According to the survey, 60 per cent of crisis management leaders believe they face more crises than ten years ago, and while 90 per cent are confident of their capability to respond, only 17 per cent have tested their preparedness.

“Some 80 per cent of organisations worldwide have had to mobilise their crisis management teams at least once in the past two years. Yet only 17 per cent of the 500 senior crisis and risk executives we surveyed actually test their capability,” said Tony Morris, Deloitte Australia crisis management leader.

“From experience we know that it’s the ability to test, rehearse and simulate crises that ensure organisations are ready to respond with skilled leadership and plans that work.

“Being prepared, knowing how best to deal with incidents or issues-led crises, and how to respond to them swiftly and appropriately, are all critical skills to successfully protect your customers and people, your operations, and of course, your reputation and brand.

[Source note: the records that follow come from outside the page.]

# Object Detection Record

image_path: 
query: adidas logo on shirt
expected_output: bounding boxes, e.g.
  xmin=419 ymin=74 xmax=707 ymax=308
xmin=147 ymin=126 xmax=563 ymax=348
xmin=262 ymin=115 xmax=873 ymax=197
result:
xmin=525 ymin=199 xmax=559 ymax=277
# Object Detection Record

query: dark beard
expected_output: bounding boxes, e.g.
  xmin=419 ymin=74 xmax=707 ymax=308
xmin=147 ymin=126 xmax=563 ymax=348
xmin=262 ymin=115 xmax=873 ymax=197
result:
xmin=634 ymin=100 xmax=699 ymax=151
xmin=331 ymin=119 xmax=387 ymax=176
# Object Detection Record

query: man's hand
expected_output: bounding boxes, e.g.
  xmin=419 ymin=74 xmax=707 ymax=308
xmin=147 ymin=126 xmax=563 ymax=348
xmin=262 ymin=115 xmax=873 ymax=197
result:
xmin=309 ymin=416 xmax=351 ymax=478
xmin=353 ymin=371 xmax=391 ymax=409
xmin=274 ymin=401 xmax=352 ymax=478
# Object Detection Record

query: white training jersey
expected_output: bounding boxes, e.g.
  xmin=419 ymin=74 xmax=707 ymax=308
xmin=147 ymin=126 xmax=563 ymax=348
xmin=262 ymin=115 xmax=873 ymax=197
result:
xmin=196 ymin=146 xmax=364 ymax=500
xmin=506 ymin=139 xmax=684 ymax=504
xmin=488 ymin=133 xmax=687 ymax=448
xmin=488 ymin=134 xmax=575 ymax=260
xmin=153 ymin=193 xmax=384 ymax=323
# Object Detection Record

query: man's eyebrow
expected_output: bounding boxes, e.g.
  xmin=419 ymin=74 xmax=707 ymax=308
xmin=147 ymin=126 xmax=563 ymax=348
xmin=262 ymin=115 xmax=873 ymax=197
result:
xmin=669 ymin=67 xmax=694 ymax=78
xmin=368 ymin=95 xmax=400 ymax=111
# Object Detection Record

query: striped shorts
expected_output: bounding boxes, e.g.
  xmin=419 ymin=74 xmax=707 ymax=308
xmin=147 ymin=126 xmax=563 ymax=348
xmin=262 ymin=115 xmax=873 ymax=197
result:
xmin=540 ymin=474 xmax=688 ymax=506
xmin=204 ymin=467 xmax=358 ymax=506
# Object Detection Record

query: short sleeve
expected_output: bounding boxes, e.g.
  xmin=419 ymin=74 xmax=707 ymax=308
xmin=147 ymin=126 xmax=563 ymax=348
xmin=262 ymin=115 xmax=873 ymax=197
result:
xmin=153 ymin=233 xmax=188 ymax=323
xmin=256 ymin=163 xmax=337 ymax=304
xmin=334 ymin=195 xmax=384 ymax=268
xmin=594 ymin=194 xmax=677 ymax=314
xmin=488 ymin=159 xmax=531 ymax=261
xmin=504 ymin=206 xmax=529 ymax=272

“That goes for the external response in market with your customers, communities and third-party providers, as well as, and often most importantly, internally, with your people and operators.”

The Deloitte study showed that the top types of crises worldwide are cyber-attacks (46 per cent) followed by safety incidents (45 per cent).

The survey also revealed that 70 per cent of board members said it took their firms up to three years to recover reputation following a crisis, while 16 per cent said it took four years or more.

Financial and operational crises had similar long recovery times, it said.